Security clearance process is getting faster, GAO report says
WASHINGTON — Most security clearances for sensitive government work now take less than three months to process, a dramatic improvement but still behind the two-month standard Congress mandated by the end of 2009.
The Office of Personnel Management and the Defense Department processed nearly 450,000 requests for confidential, secret and top-secret clearances in fiscal 2008, and completed nearly 360,000 within 87 days, according to new data from the Government Accountability Office.
Two years ago, the average for most cases was more than 120 days, according to OPM statistics. The GAO praised the agencies for improvements but noted they still need better practices to reach the 60-day goal.
In a letter to the GAO, Undersecretary of Defense for Intelligence James Clapper Jr. wrote that the wait time for 80 percent of clearance cases has dropped even further, to about 76 days, as of the end of October.
He added that a joint security team has also recommended improvements to the process — among them stricter regulations on time lines and documentation of cases — and expects to meet the congressional goal.
About 2.5 million servicemembers, defense employees and department contractors hold some level of security clearance, according to the GAO.
Over the last four years, Defense officials and OPM leaders have worked closely to simplify the clearance process, sharing more information and establishing better standards for handling paperwork in an effort to more quickly process cases.
Monday’s report from the GAO also reviewed 3,500 top-secret clearance applications that were approved, finding that nearly 90 percent were missing at least one type of required documentation.

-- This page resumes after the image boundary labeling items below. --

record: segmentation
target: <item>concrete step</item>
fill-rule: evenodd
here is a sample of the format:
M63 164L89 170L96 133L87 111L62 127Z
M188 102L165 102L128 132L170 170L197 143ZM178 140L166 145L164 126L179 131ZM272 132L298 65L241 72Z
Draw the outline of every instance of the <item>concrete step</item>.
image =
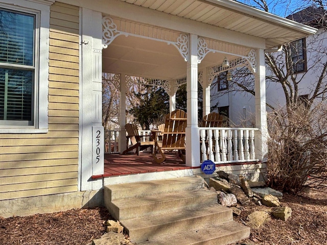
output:
M107 201L113 201L154 194L197 190L204 187L204 182L202 179L186 177L107 185L104 187L104 195Z
M133 242L232 220L231 209L218 204L121 221Z
M105 187L105 204L137 245L225 245L249 235L195 177Z
M114 218L121 221L208 206L217 202L217 193L203 189L116 200L106 207Z
M185 229L187 230L187 228ZM250 228L234 221L158 236L136 245L226 245L250 235Z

Those included records of interviews, employment background checks and personal references of employees.
"Incomplete clearance documentation may increase the risk of adjudicators missing patterns of behavior in subsequent clearance renewals," the GAO report said.
But Defense Department officials dismissed those concerns, saying most of the problems found amounted to little more than clerical errors that did not affect the overall process.